The FA have Hedged their Bets and it hasn't Worked

The FA have Hedged their Bets and it hasn't Worked.

Taking a look at the FA's decision to ban Tyrone Mings for five games.



Sam Cooper

This week the FA handed both Zlatan Ibrahimović and Tyrone Mings bans for their actions in the Manchester United - Bournemouth game. The Swedish striker was given a three match ban, a standard suspension for an elbow, while Mings was given a five match ban for stamping on Ibrahimović's head.

It is the ban for the Bournemouth defender that is more concerning. There has been a great deal of speculation over whether or not Mings' stamp was intentional or if he simply wasn't aware of Ibrahimović underneath him. Explanations have varied from it was intentional to Mings tripped over Wayne Rooney to Mings was focusing on defending. Only the player himself will know if it was intentional but the FA's decision to ban him for five games is a perplexing one.

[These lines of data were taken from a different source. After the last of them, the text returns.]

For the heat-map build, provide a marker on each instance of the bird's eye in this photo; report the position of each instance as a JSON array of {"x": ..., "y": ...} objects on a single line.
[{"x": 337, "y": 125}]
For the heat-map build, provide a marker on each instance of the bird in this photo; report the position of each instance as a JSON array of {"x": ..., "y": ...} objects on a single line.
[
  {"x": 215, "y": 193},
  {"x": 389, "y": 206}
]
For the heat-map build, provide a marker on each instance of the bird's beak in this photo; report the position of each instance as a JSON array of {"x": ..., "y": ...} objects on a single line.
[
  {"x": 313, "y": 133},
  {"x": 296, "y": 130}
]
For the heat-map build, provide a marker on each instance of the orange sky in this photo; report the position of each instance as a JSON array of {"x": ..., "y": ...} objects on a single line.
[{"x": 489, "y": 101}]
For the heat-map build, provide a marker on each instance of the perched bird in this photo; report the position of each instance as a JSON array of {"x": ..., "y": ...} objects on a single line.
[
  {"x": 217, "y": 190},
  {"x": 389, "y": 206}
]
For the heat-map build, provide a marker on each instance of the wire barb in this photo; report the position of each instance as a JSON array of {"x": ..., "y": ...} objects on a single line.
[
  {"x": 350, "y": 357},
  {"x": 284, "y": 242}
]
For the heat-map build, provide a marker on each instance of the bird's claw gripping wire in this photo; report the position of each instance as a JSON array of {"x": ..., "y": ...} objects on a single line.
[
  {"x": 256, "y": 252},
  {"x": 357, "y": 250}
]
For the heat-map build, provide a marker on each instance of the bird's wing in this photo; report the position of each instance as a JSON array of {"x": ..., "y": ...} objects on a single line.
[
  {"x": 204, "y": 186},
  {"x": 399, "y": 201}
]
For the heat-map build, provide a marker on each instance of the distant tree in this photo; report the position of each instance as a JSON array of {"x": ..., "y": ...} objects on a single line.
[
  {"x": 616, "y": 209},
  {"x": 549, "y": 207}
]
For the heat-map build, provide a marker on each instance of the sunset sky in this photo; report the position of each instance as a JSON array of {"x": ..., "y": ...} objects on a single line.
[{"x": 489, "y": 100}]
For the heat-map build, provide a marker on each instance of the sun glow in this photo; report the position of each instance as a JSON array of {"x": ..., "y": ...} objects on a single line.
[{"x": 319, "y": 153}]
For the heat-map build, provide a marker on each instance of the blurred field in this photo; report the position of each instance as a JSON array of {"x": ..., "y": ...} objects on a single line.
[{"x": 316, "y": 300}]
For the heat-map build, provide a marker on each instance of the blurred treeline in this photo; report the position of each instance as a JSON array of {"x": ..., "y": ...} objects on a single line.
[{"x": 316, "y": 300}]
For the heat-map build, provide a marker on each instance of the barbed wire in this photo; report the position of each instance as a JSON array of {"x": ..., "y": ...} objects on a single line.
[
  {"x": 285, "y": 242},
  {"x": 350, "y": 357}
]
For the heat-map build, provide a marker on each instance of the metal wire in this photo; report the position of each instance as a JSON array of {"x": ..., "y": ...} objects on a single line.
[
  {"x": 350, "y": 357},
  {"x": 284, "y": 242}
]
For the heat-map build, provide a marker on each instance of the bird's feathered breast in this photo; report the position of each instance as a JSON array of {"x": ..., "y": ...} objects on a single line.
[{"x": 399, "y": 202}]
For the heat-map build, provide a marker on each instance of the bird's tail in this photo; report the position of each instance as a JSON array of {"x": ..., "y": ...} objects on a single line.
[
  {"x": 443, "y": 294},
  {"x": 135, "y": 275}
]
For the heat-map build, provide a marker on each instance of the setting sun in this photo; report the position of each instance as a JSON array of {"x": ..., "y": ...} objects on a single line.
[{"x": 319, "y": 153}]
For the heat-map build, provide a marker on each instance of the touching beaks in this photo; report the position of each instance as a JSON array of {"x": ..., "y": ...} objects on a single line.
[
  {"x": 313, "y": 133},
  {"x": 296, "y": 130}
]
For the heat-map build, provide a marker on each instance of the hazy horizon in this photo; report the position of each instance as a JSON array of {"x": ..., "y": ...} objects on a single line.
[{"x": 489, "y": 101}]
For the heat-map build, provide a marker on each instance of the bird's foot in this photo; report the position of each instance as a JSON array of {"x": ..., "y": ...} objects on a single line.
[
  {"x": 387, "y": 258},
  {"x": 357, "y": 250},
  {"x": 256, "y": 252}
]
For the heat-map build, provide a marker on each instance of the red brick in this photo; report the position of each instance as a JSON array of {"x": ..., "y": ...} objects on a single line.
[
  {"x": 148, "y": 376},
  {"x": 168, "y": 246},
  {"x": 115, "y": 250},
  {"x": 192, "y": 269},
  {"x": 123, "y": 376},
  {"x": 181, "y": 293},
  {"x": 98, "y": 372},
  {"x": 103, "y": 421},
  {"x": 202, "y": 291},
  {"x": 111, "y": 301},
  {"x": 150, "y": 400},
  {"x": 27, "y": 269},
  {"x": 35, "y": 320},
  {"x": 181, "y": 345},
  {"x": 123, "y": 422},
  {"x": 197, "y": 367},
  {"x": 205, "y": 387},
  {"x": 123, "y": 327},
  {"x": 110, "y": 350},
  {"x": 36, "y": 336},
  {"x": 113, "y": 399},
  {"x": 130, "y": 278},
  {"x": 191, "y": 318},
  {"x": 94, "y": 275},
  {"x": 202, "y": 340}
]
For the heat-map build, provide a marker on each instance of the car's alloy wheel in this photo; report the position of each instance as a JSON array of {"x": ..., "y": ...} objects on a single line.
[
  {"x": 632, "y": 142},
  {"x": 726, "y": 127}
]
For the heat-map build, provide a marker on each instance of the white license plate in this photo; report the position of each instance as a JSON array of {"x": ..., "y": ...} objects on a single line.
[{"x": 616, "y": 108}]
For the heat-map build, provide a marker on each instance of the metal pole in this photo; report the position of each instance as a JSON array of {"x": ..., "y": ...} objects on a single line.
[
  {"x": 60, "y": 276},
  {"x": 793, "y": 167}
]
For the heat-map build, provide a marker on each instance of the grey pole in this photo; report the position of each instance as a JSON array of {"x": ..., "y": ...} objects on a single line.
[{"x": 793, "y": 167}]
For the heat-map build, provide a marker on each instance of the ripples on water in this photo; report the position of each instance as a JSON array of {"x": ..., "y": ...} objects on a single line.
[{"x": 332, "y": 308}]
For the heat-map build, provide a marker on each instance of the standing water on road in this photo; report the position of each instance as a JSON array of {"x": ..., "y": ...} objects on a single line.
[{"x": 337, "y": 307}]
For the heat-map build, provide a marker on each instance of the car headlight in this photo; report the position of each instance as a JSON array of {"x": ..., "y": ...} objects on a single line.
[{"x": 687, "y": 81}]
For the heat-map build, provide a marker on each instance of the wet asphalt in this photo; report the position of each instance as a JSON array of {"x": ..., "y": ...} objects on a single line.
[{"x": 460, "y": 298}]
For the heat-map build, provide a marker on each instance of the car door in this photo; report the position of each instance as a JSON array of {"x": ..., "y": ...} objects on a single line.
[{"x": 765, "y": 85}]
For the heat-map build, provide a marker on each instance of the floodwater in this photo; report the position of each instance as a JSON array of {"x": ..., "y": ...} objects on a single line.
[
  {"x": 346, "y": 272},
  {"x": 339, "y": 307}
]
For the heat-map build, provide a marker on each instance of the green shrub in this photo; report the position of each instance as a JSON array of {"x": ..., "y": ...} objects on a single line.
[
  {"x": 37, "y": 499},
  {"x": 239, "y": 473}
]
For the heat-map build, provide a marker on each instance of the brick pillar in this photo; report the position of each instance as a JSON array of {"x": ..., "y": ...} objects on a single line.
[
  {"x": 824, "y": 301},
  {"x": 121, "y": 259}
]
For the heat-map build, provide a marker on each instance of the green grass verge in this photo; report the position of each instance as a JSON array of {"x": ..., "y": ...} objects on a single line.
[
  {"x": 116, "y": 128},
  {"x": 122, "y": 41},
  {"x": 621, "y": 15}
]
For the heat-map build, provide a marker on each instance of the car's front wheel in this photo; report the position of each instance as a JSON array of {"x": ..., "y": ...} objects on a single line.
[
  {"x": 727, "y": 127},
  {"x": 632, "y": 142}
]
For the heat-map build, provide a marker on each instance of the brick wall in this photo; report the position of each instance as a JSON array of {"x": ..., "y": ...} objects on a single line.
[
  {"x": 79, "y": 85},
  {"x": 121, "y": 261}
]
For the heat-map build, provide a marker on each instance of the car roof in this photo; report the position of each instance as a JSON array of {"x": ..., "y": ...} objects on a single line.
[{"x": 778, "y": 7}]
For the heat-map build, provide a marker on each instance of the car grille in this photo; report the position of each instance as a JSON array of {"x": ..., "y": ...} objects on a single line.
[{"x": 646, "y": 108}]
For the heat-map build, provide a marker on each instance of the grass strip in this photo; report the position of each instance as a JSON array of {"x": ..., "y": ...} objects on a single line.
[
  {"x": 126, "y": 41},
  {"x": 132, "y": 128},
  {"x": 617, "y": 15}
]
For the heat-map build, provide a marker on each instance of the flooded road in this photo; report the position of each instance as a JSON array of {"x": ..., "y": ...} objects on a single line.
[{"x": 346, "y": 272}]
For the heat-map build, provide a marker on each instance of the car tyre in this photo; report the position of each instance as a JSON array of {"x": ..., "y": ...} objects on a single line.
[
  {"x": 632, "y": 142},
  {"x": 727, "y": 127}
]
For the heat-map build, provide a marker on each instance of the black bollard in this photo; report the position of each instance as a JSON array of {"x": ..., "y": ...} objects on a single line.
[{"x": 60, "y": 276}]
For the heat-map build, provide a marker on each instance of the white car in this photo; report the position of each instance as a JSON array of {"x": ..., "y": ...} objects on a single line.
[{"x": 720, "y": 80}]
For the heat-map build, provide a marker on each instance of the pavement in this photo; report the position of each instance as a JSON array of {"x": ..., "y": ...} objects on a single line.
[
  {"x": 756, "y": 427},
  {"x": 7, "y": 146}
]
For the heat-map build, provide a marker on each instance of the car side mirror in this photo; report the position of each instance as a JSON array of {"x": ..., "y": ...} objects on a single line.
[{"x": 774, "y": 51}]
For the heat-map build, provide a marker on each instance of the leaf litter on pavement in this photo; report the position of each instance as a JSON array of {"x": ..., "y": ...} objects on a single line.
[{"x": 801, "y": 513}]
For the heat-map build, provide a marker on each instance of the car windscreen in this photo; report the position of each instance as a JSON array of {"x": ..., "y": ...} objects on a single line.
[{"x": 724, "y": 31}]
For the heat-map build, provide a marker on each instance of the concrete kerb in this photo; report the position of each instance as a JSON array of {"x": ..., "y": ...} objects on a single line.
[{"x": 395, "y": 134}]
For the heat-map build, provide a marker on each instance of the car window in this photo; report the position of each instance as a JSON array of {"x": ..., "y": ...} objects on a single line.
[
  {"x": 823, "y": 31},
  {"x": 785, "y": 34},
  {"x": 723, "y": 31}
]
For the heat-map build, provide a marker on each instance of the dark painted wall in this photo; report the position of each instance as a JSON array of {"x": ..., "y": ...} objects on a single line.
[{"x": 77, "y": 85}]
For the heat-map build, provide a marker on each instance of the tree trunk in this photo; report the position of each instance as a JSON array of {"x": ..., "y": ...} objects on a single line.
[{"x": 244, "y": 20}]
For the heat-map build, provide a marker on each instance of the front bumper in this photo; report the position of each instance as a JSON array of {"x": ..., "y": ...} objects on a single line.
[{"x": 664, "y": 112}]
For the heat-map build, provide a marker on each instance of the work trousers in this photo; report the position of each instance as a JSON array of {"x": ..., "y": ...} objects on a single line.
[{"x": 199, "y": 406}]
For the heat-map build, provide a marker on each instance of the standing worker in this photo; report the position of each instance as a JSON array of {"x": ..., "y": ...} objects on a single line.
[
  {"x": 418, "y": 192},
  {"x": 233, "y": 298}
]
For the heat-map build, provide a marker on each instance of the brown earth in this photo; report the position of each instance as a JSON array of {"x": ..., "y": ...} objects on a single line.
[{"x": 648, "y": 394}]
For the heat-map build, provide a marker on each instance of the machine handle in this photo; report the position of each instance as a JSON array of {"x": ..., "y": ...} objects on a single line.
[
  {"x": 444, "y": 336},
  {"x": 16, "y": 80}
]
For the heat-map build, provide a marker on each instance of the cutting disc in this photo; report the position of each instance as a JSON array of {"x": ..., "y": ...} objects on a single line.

"I am extremely disappointed at the FA's decision to ban me for five matches" - Tyrone Mings

By giving him a ban, they have effectively said that they believe it was intentional but if that is the case then the question should be why isn't he banned for longer? Stamping on a fellow player's header is seriously dangerous play and is worthy of a ban closer to ten than five. By giving a relatively low number of games, the FA are essentially hedging their bets. 

The FA have been unwilling to put their neck on the line. A long ban will be met with outrage by some fans and the same would occur for no ban. The footballing chiefs have attempted to not upset anyone by giving a less than adequate ban for a stamping offence but in reality it is a weak way of dealing with the situation.

“We will study the detailed reasons of the commission once they become available, but find it extraordinary that the charges can be described as ‘proven’ when there is absolutely no evidence to prove the incident was intentional,” - A.F.C. Bournemouth

Bouremouth themselves have taken issue with the perceived intentionality that the FA have imposed and while it is no surprise to see a club defend their player, you can see where they are coming from. Plenty of stamps in the past have been deemed non-intentional, Ibrahimović was involved in one himself, and those decisions are understandable as it is impossible to read a player's mind.

The FA needed to act with conviction and take a yes-no stance on whether they believe it was intentional. By meeting somewhere in the middle they've made a mess of the situation.